Today Christchurch, tomorrow space.
That's the dream of a Kiwi scientist now just one small step away from becoming a Nasa astronaut.
Dr Sarah Kessans, a post-doctoral fellow at the University of Canterbury's School of Biological Sciences, applied to be a Nasa astronaut in February and recently made the next cut for Nasa's astronaut candidate class of 2017.
Kessans, who hails from the US but has permanent residency here and calls herself a Kiwi, is one of about 120 invited to sit down for the next round of interviews this month.
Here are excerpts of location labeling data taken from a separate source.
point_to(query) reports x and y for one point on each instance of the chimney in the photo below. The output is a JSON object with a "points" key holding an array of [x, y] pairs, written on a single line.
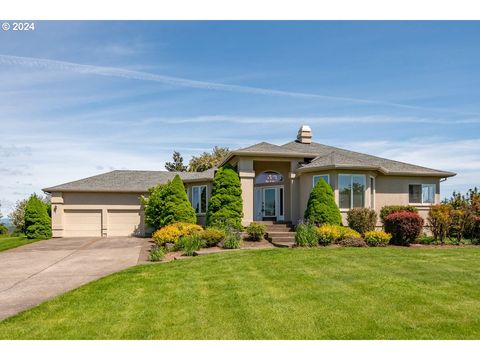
{"points": [[304, 135]]}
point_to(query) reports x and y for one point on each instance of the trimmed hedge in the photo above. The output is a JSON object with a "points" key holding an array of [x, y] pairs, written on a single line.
{"points": [[390, 209], [321, 207], [225, 207], [256, 231], [377, 238], [404, 226], [306, 235], [362, 219], [167, 204], [38, 224]]}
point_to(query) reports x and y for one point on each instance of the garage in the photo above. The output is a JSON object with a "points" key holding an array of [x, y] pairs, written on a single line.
{"points": [[80, 223], [124, 223]]}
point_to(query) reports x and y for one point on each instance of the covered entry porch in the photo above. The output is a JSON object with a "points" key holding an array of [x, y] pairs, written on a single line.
{"points": [[268, 189]]}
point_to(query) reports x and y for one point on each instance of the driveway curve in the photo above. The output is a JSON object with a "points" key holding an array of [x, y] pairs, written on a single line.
{"points": [[36, 272]]}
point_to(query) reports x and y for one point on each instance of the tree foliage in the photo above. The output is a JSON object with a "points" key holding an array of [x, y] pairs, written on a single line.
{"points": [[167, 204], [321, 206], [176, 164], [207, 160], [38, 224], [225, 207]]}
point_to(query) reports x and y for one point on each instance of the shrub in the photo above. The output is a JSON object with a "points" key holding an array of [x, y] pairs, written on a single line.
{"points": [[225, 207], [352, 241], [424, 239], [157, 253], [173, 232], [404, 226], [377, 238], [191, 243], [256, 231], [167, 204], [233, 240], [212, 236], [440, 219], [3, 230], [321, 206], [390, 209], [347, 232], [362, 219], [37, 222], [328, 234], [306, 235]]}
"Right now, I am in the top 1 per cent of the initial applicants -- 120 of 18,300 -- who will go to Houston for three days of interviews in groups of 10 between now and early November," she said. "From what I've gathered from past selection rounds, we'll be given psychological and medical tests during the interview process, but mostly the selection panel will be looking to see if we're suited for the programme."
Successful candidates have to fit in with Nasa's astronaut corps and live happily with them in a craft hurtling through the vacuum of space at 280,000km/h.
"Therefore, the most frequent bit of advice I've gotten from those associated with the programme is 'just be yourself'."
After Nasa has completed the interviews, it will trim the field down to around 50 finalists, who will undergo a week or more of rigorous tests early next year.
Next June, the successful eight-to-14 applicants will be picked for the Astronaut Candidate Class of 2017, reporting for duty just over a month later.
"It would be the most amazing dream come true to be chosen as one of the lucky eight-to-14, but so far the journey has been the reward, with the support and inspiration of such an incredible community surrounding me and cheering me on," she said.
She dreamed of one day becoming an astronaut -- but never thought it could be an actual career choice until a friend posted details about the programme on Facebook last year and she found she met all the basic requirements.
"My heart rate jumped up pretty high just contemplating the opportunity of getting to perform cutting-edge science ... so I started the application right then and there while eating my brekkie."
She later felt "completely humbled" to be invited for the initial interview.
Kessans has had plenty of adventure in her 33 years, including spending 16 hours clinging to a capsized rowboat in the Atlantic Ocean during a 3000-mile race in 2006 and then coming back to set a world record for rowing across the Atlantic in 2008.
Outside the lab, she kayaks, bikes, runs and explores New Zealand's natural wonders.
Kessans, who arrived in New Zealand in 2012 from Arizona State University, works in a research group developing compounds in fungus for use in medicine and agriculture -- something she feels would translate well to long-duration space missions.
"I thought I'd only be here in New Zealand for a post-doc, then I just fell in love with the country, got my permanent residency and, barring a job offer from Nasa, I'll probably stay here for a little bit."